Oligarch Sanctions’ Devil No Longer In The Detail

The world’s smallest violins are playing for Russia’s oligarchs. Or perhaps cellos, given that the European Union on Monday froze the assets of Sergei Roldugin, the Russian cellist, businessman and close friend of Vladimir Putin. Like billionaire oligarchs Alexei Mordashov, Mikhail Fridman, and a string of others, Roldugin has been blacklisted in the wake of Moscow’s invasion of Ukraine for their links to the Russian president. That raises the question of what counterparties of their associated companies should do.

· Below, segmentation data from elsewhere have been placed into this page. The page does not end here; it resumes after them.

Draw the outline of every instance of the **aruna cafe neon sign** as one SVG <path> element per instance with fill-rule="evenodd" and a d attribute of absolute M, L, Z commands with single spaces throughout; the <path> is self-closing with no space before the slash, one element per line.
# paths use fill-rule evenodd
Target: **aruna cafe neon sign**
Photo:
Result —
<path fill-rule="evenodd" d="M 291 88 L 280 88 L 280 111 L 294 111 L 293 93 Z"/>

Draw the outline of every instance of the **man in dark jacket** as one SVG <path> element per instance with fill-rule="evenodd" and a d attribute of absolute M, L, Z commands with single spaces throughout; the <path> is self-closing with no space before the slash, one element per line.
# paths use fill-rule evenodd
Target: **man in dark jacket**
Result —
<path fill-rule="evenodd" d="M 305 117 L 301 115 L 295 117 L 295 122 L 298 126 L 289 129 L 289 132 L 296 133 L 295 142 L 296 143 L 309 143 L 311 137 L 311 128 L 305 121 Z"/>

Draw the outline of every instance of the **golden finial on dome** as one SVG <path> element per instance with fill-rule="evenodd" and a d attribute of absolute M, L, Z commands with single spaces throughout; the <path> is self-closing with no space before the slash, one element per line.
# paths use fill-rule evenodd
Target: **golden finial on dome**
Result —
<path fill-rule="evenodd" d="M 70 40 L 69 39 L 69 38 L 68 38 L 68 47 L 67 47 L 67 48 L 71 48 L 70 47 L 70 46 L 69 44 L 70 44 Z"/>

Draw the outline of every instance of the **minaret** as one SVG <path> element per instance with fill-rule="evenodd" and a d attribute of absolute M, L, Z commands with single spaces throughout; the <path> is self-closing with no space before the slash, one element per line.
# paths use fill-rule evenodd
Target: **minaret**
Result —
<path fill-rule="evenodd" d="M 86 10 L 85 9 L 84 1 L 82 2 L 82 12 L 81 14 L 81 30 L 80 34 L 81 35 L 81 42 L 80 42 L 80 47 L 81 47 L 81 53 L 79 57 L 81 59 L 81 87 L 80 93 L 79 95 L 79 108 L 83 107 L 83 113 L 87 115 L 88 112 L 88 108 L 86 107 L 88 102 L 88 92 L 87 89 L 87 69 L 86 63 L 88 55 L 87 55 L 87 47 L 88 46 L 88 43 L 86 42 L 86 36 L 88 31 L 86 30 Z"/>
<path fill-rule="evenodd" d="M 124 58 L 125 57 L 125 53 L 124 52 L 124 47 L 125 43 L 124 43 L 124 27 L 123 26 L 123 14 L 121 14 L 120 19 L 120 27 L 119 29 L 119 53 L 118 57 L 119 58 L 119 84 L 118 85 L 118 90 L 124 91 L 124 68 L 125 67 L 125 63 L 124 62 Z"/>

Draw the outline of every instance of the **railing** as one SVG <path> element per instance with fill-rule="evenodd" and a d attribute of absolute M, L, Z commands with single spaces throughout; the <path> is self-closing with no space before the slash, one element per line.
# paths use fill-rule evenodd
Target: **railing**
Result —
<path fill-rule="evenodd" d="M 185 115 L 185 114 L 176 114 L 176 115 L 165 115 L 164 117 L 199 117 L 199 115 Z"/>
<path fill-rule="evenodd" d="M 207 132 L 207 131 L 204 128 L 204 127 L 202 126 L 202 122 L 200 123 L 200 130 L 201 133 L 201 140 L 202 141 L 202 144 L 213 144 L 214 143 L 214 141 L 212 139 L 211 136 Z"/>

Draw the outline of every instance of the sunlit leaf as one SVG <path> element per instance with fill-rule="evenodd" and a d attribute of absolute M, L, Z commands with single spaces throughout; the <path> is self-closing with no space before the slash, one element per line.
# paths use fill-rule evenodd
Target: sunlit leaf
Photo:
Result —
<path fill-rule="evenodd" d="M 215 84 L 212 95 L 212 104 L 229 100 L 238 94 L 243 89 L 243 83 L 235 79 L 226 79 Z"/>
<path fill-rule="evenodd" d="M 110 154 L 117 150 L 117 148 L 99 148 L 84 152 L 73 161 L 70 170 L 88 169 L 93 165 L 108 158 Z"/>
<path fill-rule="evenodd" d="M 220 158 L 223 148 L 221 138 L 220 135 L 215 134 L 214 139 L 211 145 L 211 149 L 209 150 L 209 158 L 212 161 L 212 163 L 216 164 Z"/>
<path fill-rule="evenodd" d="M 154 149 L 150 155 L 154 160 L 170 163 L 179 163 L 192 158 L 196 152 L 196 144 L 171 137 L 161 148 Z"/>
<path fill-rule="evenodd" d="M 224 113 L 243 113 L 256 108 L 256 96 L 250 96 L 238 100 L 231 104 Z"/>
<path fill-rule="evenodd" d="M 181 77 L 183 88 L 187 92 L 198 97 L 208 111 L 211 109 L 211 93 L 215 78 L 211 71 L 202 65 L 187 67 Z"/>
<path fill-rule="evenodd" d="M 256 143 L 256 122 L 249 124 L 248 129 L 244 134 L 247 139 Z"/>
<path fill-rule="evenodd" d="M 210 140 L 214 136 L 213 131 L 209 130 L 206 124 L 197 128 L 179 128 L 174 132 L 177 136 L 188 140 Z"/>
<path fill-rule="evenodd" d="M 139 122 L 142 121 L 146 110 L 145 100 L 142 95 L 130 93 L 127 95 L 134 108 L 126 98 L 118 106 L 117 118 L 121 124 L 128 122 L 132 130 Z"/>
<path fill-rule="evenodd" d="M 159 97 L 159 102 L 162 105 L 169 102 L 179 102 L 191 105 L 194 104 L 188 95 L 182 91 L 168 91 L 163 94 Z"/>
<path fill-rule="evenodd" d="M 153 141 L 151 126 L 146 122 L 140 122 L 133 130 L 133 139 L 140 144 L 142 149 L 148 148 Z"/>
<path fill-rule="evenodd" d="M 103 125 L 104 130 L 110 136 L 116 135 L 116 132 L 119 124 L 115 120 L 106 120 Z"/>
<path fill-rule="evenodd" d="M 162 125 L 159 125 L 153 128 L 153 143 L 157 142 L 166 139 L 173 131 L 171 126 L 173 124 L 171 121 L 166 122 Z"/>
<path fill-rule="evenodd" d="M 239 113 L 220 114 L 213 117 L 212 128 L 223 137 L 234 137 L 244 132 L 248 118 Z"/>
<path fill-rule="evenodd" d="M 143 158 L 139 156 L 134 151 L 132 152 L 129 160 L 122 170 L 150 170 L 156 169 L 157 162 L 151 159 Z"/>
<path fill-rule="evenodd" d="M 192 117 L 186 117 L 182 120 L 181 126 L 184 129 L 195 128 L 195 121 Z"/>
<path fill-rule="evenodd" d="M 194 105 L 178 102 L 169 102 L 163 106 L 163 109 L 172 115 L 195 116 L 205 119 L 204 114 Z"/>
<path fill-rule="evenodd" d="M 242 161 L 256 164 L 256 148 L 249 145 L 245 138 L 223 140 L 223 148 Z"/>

The likes of Fridman and his business partner in 20 billion pound investment fund LetterOne, Petr Aven, have something to cling to. Had they been placed on the United States’ specially designated nationals list, as pro-Putin oligarch Oleg Deripaska was in 2018, it would be game over. Because Deripaska controlled holding company En+ and aluminium group Rusal, the corporate entities were also sanctioned, causing their customers to flee and their shares to collapse.

Targets of the new EU sanctions are ostensibly in a better position. Fridman may have used a press conference on Tuesday to protest that the war should stop, and to brand EU sanctions as unfair and discriminatory to Russians doing business. But while LetterOne is registered in EU member Luxembourg, the corporate entity doesn’t automatically get sanctioned as a result of the pair having their personal European assets frozen and their movements restricted. Fridman and Aven also haven’t been sanctioned in Britain, where they own assets, or placed on the U.S. SDN list. One other crumb of comfort is that even En+ and Rusal were de-sanctioned by reducing Deripaska’s stake when he was blacklisted.

But a lot has happened since then. In 2022, some Russian banks are being kicked off the SWIFT payments system. Foreign exchange in Russia’s central bank reserves and national wealth fund has been blocked, and even Putin himself faces sanctions. Russian assets, especially those associated with oligarchs, are all now under a cloud.

For Fridman and peers, the fine print of their sanctions therefore no longer matters. What does is that customers and investors may think twice before engaging with LetterOne, with $14 billion Severstal, Mordashov’s steel group, or with freshly sanctioned oligarch Alisher Usmanov’s Metalloinvest, which he had wanted to value at $20 billion in a listing, according to Bloomberg. It’s not impossible that British sanctions will yet be toughened. If so, their London playground would disappear as well.